El contable pulsó más números.
—Nueve bolsas —respondió.
—¡Exacto! —asintió George—. ¿Y cuánto es nueve menos nueve?
Roger hizo el cálculo.
—Es, ah, cero, señor Pilo.
—¡Tienes razón! Un número redondo. ¿Qué te parece eso, Gonko?
Gonko abrió la boca para hablar y volvió a cerrarla cuando George estampó una hoja de papel en la mesa. Le dirigió una mirada desinteresada y preguntó:
—¿Qué es eso, George?
—¡Un aviso de suspensión! —exclamó George.
Gonko exhaló un suspiro.
—¿Y si te dijera que han saboteado nuestra actuación?
George afectó una expresión reflexiva y se balanceó hacia delante y hacia atrás sobre los talones.
—Si me lo dijeras, te pediría que me enseñaras la montaña de pruebas que presumiblemente tienes para probar tu descabellada alegación más allá de toda duda. —Gonko alzó la bomba de humo—. Ten presente qué es lo que constituye la duda —advirtió George, y Gonko arrojó la bomba de humo a un lado—. Luego te recordaría que los artistas son los únicos responsables de su actuación, incluyendo el mantenimiento de las instalaciones y, o, si fuera pertinente, del escenario. Eso es lo que hipotéticamente te diría si hipotéticamente hicieras esa afirmación. Por supuesto, podrías presentar una apelación ante el director, cuya decisión sería definitiva y vinculante. Y ese director sería… yo, Gonko.
—Gracias por aclarármelo, George.
—No hay de qué. ¡Ha sido un placer! Gracias a ti por respetar el procedimiento debido. Eso es exactamente lo que le dije a la adivina cuando desapareció su bola de cristal. Así que vuestra actuación queda suspendida indefinidamente. Pero no te preocupes, tengo otras tareas para vosotros.

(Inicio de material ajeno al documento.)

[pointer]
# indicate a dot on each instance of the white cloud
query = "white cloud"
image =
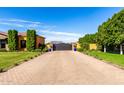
(25, 24)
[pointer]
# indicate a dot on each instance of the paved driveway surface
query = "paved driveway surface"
(63, 67)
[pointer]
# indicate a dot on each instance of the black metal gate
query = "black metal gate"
(62, 46)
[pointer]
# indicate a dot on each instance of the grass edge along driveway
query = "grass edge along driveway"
(115, 59)
(11, 59)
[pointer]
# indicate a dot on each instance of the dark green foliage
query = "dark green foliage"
(31, 40)
(12, 40)
(111, 32)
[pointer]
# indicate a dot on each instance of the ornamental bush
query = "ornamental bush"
(31, 40)
(12, 40)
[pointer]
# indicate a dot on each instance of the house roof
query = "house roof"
(19, 34)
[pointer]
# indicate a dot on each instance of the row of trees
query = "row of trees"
(13, 40)
(110, 34)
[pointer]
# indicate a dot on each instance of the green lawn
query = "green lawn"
(11, 59)
(108, 57)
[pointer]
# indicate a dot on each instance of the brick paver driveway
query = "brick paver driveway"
(63, 67)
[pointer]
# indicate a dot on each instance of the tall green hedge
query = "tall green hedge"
(12, 40)
(31, 40)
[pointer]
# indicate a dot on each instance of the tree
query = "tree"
(111, 32)
(31, 40)
(86, 40)
(12, 40)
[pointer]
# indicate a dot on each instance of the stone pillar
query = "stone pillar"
(0, 43)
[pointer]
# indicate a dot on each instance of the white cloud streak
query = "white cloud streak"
(61, 33)
(25, 24)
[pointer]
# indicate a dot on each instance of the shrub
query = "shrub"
(12, 40)
(31, 40)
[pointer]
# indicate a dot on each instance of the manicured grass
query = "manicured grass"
(11, 59)
(108, 57)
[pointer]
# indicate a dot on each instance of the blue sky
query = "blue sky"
(56, 24)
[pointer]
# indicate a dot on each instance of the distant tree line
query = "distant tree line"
(13, 40)
(110, 35)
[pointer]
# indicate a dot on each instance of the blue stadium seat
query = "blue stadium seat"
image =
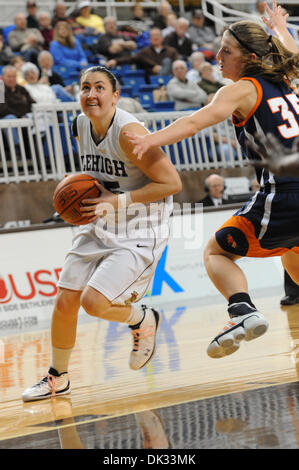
(145, 94)
(163, 106)
(7, 30)
(126, 91)
(134, 78)
(160, 80)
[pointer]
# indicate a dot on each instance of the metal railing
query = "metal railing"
(42, 146)
(222, 15)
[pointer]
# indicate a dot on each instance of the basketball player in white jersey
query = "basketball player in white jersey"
(108, 269)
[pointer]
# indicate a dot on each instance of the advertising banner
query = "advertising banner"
(31, 262)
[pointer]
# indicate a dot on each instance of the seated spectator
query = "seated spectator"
(53, 79)
(91, 22)
(17, 62)
(66, 49)
(139, 22)
(183, 92)
(39, 92)
(32, 21)
(208, 82)
(28, 41)
(156, 59)
(171, 20)
(6, 53)
(160, 20)
(196, 59)
(17, 101)
(179, 39)
(113, 44)
(131, 105)
(214, 186)
(59, 13)
(202, 36)
(46, 29)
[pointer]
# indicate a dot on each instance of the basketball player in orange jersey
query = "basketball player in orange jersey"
(260, 99)
(108, 269)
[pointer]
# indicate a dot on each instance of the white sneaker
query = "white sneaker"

—No me gustan las otras tareas —gimió Doopy—. ¡No me gustan!
—Cállate, Doops —dijo Gonko.
—Presentaos en mi caravana el viernes que viene por la noche para hacer trabajos externos —ordenó George—. Trabajaréis directamente para mí. ¿A que hemos tenido suerte los dos? —George giró sobre sus talones y salió sin decir otra palabra. El contable se apresuró a seguirlo.
En la mesa, Gonko arrojó el aviso al suelo, se levantó y se fue. J. J. se volvió hacia Winston.
—¿Qué significa eso de trabajos externos?
—¿A ti qué te parece? —replicó Winston—. Trabajos fuera del parque. En el lugar de donde vinimos antes de que acabásemos aquí.
En su dormitorio, J. J. se preguntó cómo reaccionaría Jamie ante los acontecimientos de aquella jornada. Había sido un gran día para ambos, con muchos senderos estrechos que se devanaban a través del campo de minas, por así decir… Qué demonios, J. J. podría haberlos matado a ambos varias veces.
Le haré un favor, se dijo J. J. No me quitaré el maquillaje. Sí, me lo agradecerá.
Así pues, J. J. el payaso se tumbó para dormir. Pero la almohada y la sábana desbarataron ese gesto tan considerado. Los sueños son vívidos en el circo y, al cabo de apenas un par de horas agitándose y sudando, el maquillaje se borró.